Ma se siamo arrivati ad un accordo tra 190 Paesi significa che la biodiversità è veramente a rischio? Lo sappiamo, la domanda è retorica e gli studi che parlano di ciò sono molti. Tra questi, da poco ne è stato pubblicato uno che ne racchiude molti. Si può leggere su Nature e si intitola Global meta-analysis shows action is needed to halt genetic diversity loss. I risultati del gruppo di ricerca, guidato dal dipartimento per la Biodiversità e la Conservazione del governo dell’Australia Occidentale e dall’Università di Sydney, e che ha visto un’importante partecipazione da parte dell’Italia, con Università di Sassari, Università di Trieste, Istituto di Ricerca sugli Ecosistemi Terrestri del Consiglio Nazionale delle Ricerche di Terni, National Biodiversity Future Center di Palermo e Fondazione Edmund Mach del Trentino Alto-Adige, parlano chiaro: la diversità genetica è in calo in tutto il mondo per animali, piante, funghi e altre specie. Negli ultimi 30 anni risulta, infatti, diminuita per circa due terzi di oltre 600 specie, e quelle più a rischio appartengono a uccelli e mammiferi terrestri.

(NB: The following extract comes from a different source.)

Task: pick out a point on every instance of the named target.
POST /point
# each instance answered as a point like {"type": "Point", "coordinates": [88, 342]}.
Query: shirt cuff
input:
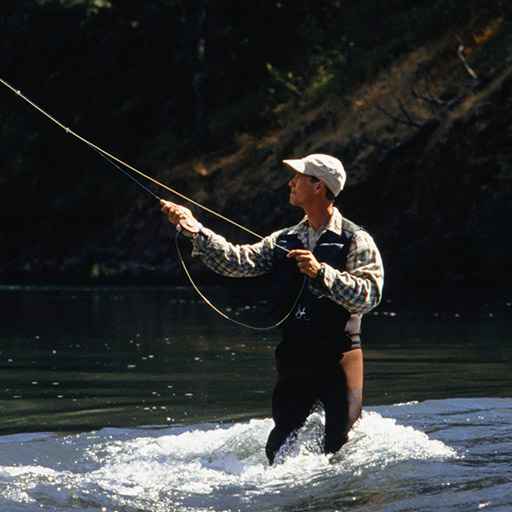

I ricercatori, guidati da Robyn Shaw del dipartimento australiano e Katherine Farquharson dell'Università di Sydney 2, hanno fatto una meta-analisi su un campione di 882 studi che hanno misurato le variazioni nella diversità genetica tra il 1985 e il 2019. Si parla di oltre 4.000 misurazioni di diversità genetica con questo risultato: in media, le specie analizzate hanno perso il 6% della loro diversità genetica negli ultimi 100 anni. In alcuni casi, la perdita ha superato il 10%, un valore che potrebbe compromettere la capacità di adattamento delle specie alle rapide trasformazioni ambientali.

Un risultato non banale perché sappiamo che una grande diversità genetica è sinonimo di resilienza. Le specie con un patrimonio genetico ampio e vario riescono ad adattarsi meglio ai cambiamenti ambientali, così come reagiscono meglio ad attacchi di patogeni esterni. E in un clima che sta cambiando a una velocità che iniziamo a vedere a occhio nudo, tale patrimonio potrebbe essere un fattore non indifferente sulla capacità di adattamento e sopravvivenza delle varie specie.

Lo studio, di cui fanno parte anche ricercatori del National Biodiversity Future Center, identifica anche le cause e i fattori che stanno accelerando questa perdita. In primis, l’indiziato maggiore è il consumo del suolo: dalla deforestazione all'agricoltura intensiva fino all’urbanizzazione che frammenta gli habitat naturali, riduce le popolazioni, limitando così lo scambio genetico tra individui. In secondo luogo c’è lo sfruttamento eccessivo delle specie, seguito, non in ordine di importanza, dal cambiamento climatico. Conseguenze di ciò sono anche le epidemie sempre più frequenti e anche l’introduzione di specie aliene invasive.

Lo studio infine mette in luce come sia necessaria una presa di coscienza ed un’azione tempestiva per proteggere la biodiversità. Sono necessari corridoi ecologici per unire e collegare tra loro habitat frammentati, in modo tale da facilitare lo scambio genetico. È importante poi limitare lo sfruttamento delle risorse così come è fondamentale un ripristino degli habitat naturali. Senza queste azioni, ciò che hanno scoperto i ricercatori non potrà che peggiorare.